6. A method of producing a centralized power distribution unit for a vehicular thin brushless motor wherein said centralized power distribution unit is formed into a ring configuration and can concentratedly distribute current to stator windings of the motor, the method comprising:
stamping out a conductive metal plate into a plurality of strips, the strips stamped out simultaneously by press molding;
bending the strips in a thickness direction into a substantially annular shape to obtain a plurality of bus bars in the form of rings, the rings being mutually different in diameter, the bus bars each having a terminal portion to be connected to a power source and one or more tabs to be connected respectively to one or more windings of a stator;
providing the bus bars correspondingly with phases of the motor;
stacking the strips in a radial direction of the centralized power distribution unit, mutually separated by a predetermined gap; and
covering the bus bars with a resin insulating layer.
7. A method of producing bus bars, comprising:
stamping out a conductive metal plate into a plurality of strips, the strips stamped out simultaneously by press molding; and
bending the strips in a thickness direction to obtain a plurality of rings, the rings being mutually different in diameter.
8. The method of producing bus bars according to claim 7, wherein, in the step of stamping out, at least one of (a) a terminal portion and (b) one or more tabs are integrally stamped with a main body of the bus bar.
9. The method of producing bus bars according to claim 8, wherein, in the step of stamping out, the bus bars are stamped out in a state where the main bodies are laid out in parallel, and in a state where both ends of the main bodies are substantially aligned with one another.
10. The method of producing bus bars according to claim 7, wherein, in the step of stamping out, a terminal portion and one or more tabs are integrally stamped with a main body of the bus bar.
11. The method of producing bus bars according to claim 10, wherein, in the step of stamping out, the terminal portion and the one or more tabs of a predetermined one of the bus bars are laid out to be directed to a center of a row of the bus bars, the predetermined one of the bus bars being positioned at an outermost side among the bus bars which are placed in parallel.
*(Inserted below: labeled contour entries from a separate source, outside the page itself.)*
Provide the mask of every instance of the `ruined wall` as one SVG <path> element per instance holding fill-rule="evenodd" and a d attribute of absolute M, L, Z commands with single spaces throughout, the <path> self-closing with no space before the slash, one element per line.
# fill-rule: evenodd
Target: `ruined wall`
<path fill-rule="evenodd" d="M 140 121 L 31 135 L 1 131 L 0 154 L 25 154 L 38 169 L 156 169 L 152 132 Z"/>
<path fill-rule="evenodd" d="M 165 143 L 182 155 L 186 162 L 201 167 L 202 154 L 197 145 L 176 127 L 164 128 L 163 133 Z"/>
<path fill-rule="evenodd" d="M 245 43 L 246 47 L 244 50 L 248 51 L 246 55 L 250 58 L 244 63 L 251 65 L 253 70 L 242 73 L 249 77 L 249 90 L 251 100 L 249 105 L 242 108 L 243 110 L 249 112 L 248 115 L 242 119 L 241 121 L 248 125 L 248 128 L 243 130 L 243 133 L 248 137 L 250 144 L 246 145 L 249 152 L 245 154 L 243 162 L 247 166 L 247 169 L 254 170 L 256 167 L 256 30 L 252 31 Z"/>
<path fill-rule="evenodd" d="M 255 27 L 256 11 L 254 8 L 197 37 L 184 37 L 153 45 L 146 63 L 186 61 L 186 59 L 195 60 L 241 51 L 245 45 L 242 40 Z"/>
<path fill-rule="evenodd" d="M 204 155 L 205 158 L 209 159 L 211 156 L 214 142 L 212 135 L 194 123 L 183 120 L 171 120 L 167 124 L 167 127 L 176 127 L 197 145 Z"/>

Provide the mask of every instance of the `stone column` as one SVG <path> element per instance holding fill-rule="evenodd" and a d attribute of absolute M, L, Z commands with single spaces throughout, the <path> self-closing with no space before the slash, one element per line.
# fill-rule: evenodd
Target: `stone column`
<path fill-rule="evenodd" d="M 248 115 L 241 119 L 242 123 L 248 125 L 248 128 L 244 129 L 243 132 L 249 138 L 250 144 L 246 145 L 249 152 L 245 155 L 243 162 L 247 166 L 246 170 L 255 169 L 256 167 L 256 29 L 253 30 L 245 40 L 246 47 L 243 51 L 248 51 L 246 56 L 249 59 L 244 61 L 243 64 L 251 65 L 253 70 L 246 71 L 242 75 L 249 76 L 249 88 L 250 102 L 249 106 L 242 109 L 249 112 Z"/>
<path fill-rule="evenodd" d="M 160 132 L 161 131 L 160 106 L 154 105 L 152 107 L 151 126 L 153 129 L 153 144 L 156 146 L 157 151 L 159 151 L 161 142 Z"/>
12. A method of producing a centralized power distribution unit wherein said centralized power distribution unit is formed into a ring configuration and can concentratedly distribute current to stator windings of a motor, the method comprising:
stamping out a conductive metal plate into a plurality of strips, the strips stamped out simultaneously by press molding;
bending the strips in a thickness direction to obtain a plurality of rings, the rings being mutually different in diameter; and
stacking the strips in a radial direction of the centralized power distribution unit mutually, separated by a predetermined gap.
13. The method according to claim 12, wherein each bus bar includes a terminal portion that connects to a power source, further comprising bending the terminal portion into a bent configuration.
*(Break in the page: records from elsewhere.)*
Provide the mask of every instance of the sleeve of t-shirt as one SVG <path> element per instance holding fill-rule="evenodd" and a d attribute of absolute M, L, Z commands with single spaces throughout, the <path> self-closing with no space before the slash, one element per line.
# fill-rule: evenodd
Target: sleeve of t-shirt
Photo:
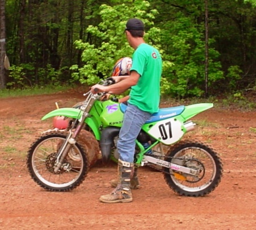
<path fill-rule="evenodd" d="M 135 70 L 141 76 L 143 74 L 146 63 L 144 53 L 142 51 L 135 51 L 133 53 L 132 60 L 133 64 L 130 71 Z"/>

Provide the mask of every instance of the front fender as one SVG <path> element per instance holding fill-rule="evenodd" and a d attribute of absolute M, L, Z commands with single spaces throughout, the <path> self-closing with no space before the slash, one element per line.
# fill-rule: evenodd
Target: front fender
<path fill-rule="evenodd" d="M 78 108 L 61 108 L 48 113 L 44 115 L 42 120 L 46 120 L 50 118 L 53 118 L 57 116 L 63 116 L 67 118 L 79 119 L 81 118 L 82 115 L 81 111 Z M 98 129 L 99 124 L 96 124 L 97 122 L 93 117 L 88 117 L 85 119 L 85 123 L 91 128 L 95 137 L 99 140 L 101 137 L 101 134 Z"/>
<path fill-rule="evenodd" d="M 188 120 L 196 115 L 213 107 L 212 103 L 202 103 L 185 106 L 181 115 L 185 120 Z"/>
<path fill-rule="evenodd" d="M 80 118 L 82 113 L 81 110 L 75 108 L 61 108 L 53 110 L 44 115 L 42 120 L 46 120 L 47 119 L 53 118 L 57 116 L 67 116 L 71 118 Z"/>

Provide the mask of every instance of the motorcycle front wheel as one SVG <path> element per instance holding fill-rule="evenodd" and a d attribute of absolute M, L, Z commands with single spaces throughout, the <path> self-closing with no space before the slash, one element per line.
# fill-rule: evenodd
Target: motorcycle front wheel
<path fill-rule="evenodd" d="M 182 162 L 180 165 L 198 172 L 192 175 L 164 168 L 166 183 L 181 195 L 205 196 L 215 189 L 222 176 L 222 164 L 217 153 L 197 141 L 185 140 L 176 144 L 170 149 L 165 160 L 174 164 Z"/>
<path fill-rule="evenodd" d="M 27 166 L 30 175 L 40 186 L 49 191 L 71 191 L 79 186 L 87 175 L 87 156 L 77 142 L 72 147 L 58 172 L 55 172 L 57 153 L 66 136 L 61 131 L 47 132 L 32 144 L 28 152 Z"/>

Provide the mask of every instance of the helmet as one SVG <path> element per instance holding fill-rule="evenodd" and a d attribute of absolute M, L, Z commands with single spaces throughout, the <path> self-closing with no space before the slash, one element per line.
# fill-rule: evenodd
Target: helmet
<path fill-rule="evenodd" d="M 112 76 L 123 76 L 130 75 L 132 60 L 130 57 L 122 57 L 115 64 L 113 69 Z"/>

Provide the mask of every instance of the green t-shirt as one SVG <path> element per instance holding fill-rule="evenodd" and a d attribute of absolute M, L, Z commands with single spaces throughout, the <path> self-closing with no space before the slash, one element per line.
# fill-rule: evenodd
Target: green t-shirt
<path fill-rule="evenodd" d="M 139 109 L 151 114 L 158 111 L 160 101 L 160 79 L 162 58 L 158 51 L 142 43 L 132 57 L 130 71 L 141 75 L 137 84 L 131 87 L 128 102 Z"/>

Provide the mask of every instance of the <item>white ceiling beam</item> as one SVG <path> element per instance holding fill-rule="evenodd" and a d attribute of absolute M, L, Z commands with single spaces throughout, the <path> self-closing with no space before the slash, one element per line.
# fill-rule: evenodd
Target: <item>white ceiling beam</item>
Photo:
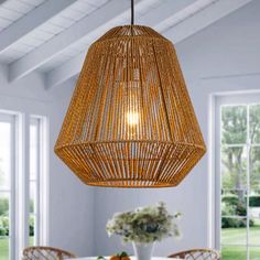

14. The method according to claim 13, wherein bending at least one of the terminal portions comprises bending the terminal portion such that the at least one of the terminal portions includes a first section extending in a first direction that is a substantially radial direction of the centralized power distribution unit, a second section extending in a second direction substantially perpendicular to the first direction, and a ramp section connecting the first and second sections and extending in a third direction that is different from the first and second directions.
15. The method according to claim 13, further comprising providing at least one slit in at least one of the terminal portions.
16. The method according to claim 15, further comprising a section of the at least one of the terminal portions by a sealing material, wherein the at least one slit is provided in the section covered by the sealing material.
17. The method according to claim 15, wherein the at least one slit extends in a longitudinal direction of the terminal portion.